Hearing the ting, ting, ting of a fork hitting the inside of a glass bowl in the kitchen always takes me back to simpler days when someone I loved was making breakfast. The smell of biscuits in the morning all buttery and steamy, hot with their fluffy tops and crispy bottoms is like heaven itself on a plate. There is nothing like waking up to the popping and sizzling hiss of bacon and sausage. I can still smell the smoky, sweet haze in the kitchen air. That spicy brown sausage gravy made with the pan drippings would make me want to lick the bowl or at least lick the stray gravy that would somehow get on my fingers. I swear I would have taken a bath in that stuff if I could have.

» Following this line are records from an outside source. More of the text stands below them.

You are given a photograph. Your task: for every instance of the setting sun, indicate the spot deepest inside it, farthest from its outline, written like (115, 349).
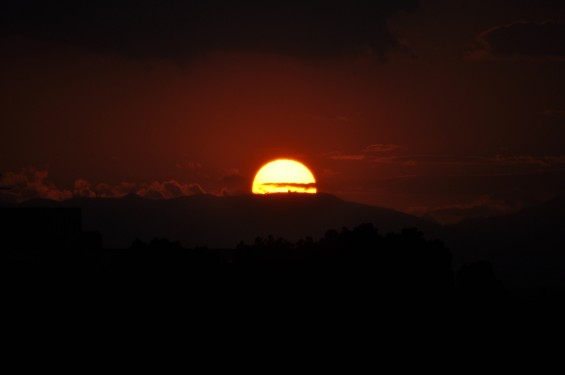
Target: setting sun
(284, 176)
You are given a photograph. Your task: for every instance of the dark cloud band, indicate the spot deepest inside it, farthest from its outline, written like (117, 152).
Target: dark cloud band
(185, 29)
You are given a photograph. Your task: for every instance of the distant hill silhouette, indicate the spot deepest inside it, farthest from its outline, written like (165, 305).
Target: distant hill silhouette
(222, 222)
(527, 248)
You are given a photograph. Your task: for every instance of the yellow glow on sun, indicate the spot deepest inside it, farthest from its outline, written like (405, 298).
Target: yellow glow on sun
(284, 176)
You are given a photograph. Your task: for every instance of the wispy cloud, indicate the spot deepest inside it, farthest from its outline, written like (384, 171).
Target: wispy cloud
(34, 183)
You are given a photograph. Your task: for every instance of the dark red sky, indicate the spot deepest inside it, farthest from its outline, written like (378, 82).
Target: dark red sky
(452, 108)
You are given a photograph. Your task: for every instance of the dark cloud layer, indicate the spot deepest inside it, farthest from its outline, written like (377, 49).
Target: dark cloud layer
(184, 29)
(523, 40)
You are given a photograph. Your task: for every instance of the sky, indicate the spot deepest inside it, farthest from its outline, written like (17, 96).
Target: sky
(446, 109)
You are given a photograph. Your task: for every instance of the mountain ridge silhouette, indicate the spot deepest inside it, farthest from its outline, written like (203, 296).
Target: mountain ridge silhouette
(224, 221)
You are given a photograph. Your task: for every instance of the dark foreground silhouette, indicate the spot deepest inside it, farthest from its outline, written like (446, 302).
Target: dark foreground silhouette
(348, 283)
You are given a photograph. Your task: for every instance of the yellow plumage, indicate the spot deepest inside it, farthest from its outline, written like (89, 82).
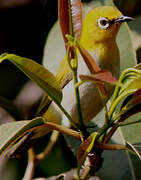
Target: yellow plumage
(99, 31)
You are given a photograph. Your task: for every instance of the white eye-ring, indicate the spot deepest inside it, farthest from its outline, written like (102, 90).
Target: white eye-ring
(103, 23)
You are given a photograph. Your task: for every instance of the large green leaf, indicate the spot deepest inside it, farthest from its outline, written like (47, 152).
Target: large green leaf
(38, 74)
(10, 132)
(12, 109)
(123, 166)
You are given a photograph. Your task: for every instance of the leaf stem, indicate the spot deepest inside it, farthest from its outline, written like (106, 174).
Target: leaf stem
(67, 115)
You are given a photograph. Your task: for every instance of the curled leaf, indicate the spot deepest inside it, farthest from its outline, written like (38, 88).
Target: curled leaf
(101, 76)
(38, 74)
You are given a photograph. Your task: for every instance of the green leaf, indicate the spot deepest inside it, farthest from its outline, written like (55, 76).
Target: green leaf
(124, 165)
(38, 74)
(125, 44)
(12, 109)
(10, 132)
(101, 77)
(70, 18)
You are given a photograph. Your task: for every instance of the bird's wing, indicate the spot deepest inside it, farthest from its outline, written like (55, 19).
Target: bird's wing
(64, 76)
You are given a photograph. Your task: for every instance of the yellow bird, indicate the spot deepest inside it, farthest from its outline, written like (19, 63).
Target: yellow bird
(100, 28)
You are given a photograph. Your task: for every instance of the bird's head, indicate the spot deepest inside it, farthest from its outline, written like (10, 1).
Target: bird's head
(102, 24)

How I long for the comforting sight of seeing Mom flour her laminate counter top and mix the biscuit ingredients: Crisco, salt, baking powder, buttermilk, and flour. Of course the flour had to be White Lily. Only, my mom would pronounce it in her thick, melodic Alabama accent. Even the packaging claims that it has been a “Southern tradition since 1883”. No matter what state we had moved to Mom would hunt down the local grocery store manager and insist they carry it for her and they always would. There was a rhythm and a pattern to the kneading that I can still picture in my mind, but my hands won’t imitate it. It’s like knowing a song so well you can hear it perfectly in your head, but being unable to utter a single note.  She would use an old four ounce tomato paste can as a biscuit cutter. I don’t know if she even owned an actual biscuit cutter. Maybe she thought that it would affect the thickness of her biscuits or maybe that was just simply the way that her mom had always made hers. Regardless, the perfectly rounded flat circles with the one exception from the leftover dough which Mom called the “ugly biscuit” would be placed on a cookie sheet and left to bake into the perfection that we would race to the table for each and every Saturday morning.  

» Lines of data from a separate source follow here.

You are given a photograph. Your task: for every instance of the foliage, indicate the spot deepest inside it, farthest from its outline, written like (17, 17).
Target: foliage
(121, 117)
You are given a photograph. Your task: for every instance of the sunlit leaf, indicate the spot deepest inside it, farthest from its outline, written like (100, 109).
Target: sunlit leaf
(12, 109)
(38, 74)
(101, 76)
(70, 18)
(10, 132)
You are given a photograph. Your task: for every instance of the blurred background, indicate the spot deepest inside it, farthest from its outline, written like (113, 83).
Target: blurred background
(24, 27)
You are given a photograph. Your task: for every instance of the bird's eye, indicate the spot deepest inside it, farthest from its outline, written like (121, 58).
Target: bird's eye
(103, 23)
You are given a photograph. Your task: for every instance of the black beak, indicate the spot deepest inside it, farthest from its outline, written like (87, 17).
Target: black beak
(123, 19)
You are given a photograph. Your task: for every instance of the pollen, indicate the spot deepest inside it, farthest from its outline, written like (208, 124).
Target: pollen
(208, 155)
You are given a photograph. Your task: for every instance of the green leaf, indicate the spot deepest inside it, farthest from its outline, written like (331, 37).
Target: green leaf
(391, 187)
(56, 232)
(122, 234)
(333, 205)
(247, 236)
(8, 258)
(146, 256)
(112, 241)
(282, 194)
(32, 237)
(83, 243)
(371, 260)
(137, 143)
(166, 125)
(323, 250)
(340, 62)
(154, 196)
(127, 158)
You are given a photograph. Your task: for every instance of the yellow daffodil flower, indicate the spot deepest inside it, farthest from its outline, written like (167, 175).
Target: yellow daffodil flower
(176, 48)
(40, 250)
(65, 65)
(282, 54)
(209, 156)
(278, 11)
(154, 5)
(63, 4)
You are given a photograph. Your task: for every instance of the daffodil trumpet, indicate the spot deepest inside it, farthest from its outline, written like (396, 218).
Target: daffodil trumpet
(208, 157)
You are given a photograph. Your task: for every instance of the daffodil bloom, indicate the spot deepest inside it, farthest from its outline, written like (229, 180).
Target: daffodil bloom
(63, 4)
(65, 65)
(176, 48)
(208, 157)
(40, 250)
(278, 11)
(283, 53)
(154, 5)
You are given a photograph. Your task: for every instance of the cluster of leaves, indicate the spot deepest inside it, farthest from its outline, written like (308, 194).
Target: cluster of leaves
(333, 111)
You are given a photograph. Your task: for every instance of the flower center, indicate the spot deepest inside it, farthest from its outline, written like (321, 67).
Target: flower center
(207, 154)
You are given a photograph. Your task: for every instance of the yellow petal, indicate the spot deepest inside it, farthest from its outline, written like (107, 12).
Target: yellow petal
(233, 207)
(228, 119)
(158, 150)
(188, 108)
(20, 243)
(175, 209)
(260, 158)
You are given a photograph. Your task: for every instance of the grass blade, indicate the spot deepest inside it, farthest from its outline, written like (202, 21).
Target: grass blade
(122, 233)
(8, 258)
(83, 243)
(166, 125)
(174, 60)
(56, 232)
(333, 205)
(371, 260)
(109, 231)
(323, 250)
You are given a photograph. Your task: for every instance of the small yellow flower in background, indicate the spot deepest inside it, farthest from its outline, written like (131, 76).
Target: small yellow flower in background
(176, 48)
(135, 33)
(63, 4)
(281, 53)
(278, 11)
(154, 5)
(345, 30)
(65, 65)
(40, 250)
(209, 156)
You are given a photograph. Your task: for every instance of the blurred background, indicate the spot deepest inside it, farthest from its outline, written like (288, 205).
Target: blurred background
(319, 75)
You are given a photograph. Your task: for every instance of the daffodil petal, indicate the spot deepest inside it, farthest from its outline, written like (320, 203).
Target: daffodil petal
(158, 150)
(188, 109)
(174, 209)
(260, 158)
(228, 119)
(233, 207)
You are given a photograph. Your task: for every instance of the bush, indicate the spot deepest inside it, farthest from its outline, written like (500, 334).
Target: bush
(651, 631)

 I have seen that gravy made a thousand times if I have seen it made once and always by the masters: Grandmother, Aunt Lynn, Aunt Kay, and of course Mom. I can’t make the gravy even though I know the steps and the ingredients. I don’t think many of us cousins can. I have heard rumor of my older cousin Randy doing it justice and his older brother Jay told us one Thanksgiving morning that he knew how. Immediately, he demonstrated his skills and some brave soul actually ate it, but gluey, tasteless gravy is a travesty to me and one that I will not participate in for fear of the wrath of God himself. After all, gravy is sacred in the south, right up there with Sunday dinner after church and seeing your Mama on Mother’s Day. 

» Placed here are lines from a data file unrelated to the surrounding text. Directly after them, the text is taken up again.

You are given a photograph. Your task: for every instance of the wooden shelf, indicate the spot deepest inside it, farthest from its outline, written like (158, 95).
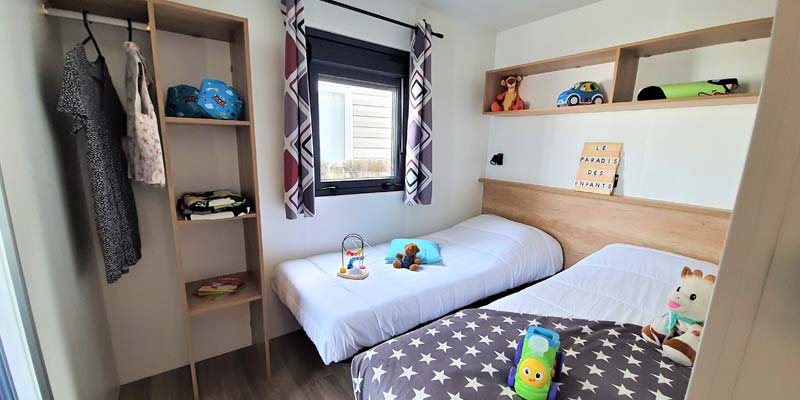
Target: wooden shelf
(197, 22)
(626, 57)
(199, 305)
(745, 98)
(204, 121)
(183, 222)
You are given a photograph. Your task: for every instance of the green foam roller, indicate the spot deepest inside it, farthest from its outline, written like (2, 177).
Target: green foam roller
(691, 89)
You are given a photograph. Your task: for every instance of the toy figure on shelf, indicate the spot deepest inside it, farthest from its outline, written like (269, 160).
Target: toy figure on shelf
(354, 268)
(538, 363)
(509, 100)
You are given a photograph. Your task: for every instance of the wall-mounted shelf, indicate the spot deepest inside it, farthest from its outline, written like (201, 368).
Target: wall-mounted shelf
(204, 121)
(745, 98)
(626, 59)
(185, 222)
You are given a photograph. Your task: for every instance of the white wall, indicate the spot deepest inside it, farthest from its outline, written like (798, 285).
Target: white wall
(690, 156)
(40, 168)
(144, 309)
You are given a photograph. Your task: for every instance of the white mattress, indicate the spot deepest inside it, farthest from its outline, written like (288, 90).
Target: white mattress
(481, 256)
(621, 283)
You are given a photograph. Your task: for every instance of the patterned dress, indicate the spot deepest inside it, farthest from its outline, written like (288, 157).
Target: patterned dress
(88, 96)
(143, 144)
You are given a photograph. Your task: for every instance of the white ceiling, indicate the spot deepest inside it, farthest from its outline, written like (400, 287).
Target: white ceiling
(505, 14)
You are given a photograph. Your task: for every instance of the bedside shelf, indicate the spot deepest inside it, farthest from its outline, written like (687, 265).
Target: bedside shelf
(204, 121)
(198, 305)
(620, 93)
(183, 222)
(730, 99)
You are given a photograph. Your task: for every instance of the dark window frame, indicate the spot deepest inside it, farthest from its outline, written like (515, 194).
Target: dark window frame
(342, 59)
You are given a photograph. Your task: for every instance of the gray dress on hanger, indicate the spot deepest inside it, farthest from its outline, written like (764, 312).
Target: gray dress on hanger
(88, 95)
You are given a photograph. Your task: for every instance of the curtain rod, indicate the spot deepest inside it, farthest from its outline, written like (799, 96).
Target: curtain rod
(378, 16)
(55, 12)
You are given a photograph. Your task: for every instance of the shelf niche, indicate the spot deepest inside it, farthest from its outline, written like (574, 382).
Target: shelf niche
(626, 66)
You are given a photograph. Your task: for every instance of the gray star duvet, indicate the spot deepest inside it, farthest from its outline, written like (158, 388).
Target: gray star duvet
(596, 306)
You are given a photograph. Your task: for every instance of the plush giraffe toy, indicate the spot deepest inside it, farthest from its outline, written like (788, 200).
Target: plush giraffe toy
(678, 331)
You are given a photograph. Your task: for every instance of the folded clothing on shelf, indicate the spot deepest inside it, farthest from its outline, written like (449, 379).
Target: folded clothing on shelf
(217, 204)
(219, 287)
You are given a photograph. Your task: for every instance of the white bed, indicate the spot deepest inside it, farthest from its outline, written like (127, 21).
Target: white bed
(620, 282)
(481, 256)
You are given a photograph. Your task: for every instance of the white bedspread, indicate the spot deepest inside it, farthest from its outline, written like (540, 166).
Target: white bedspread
(482, 256)
(621, 282)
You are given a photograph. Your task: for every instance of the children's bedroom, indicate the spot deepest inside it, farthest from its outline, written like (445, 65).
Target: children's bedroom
(400, 200)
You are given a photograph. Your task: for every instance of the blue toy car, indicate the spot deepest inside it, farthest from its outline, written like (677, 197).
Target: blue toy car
(586, 92)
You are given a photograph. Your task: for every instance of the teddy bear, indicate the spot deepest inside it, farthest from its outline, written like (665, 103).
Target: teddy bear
(408, 260)
(509, 100)
(679, 330)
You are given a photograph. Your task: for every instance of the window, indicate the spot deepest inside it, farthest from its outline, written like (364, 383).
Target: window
(359, 106)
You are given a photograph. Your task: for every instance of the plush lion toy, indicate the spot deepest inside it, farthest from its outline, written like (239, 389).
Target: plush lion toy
(678, 331)
(509, 100)
(409, 260)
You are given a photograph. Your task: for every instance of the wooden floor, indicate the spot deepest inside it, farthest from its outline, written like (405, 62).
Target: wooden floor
(297, 374)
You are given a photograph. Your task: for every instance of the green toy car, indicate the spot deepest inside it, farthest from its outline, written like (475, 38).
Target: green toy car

Sounds corny but maybe the missing ingredient in my biscuits and gravy is love. That is always how I felt when I ate them. I was special enough for someone to get up early, take the extra time, and mess up the kitchen. How I long to wake up one morning and smell that country breakfast simmering just for me. This time I won’t tell Mom that I’m on a diet. And this time I won’t tell Grandmother that I need to watch my weight. And this time I won’t tell Aunt Lynn that the fat count is too high. I’ll just savor it all and in the end, use my leftover biscuit to “sop up” the rest of that fried egg with the yoke running all over my plate looking like the sunshine that it truly is.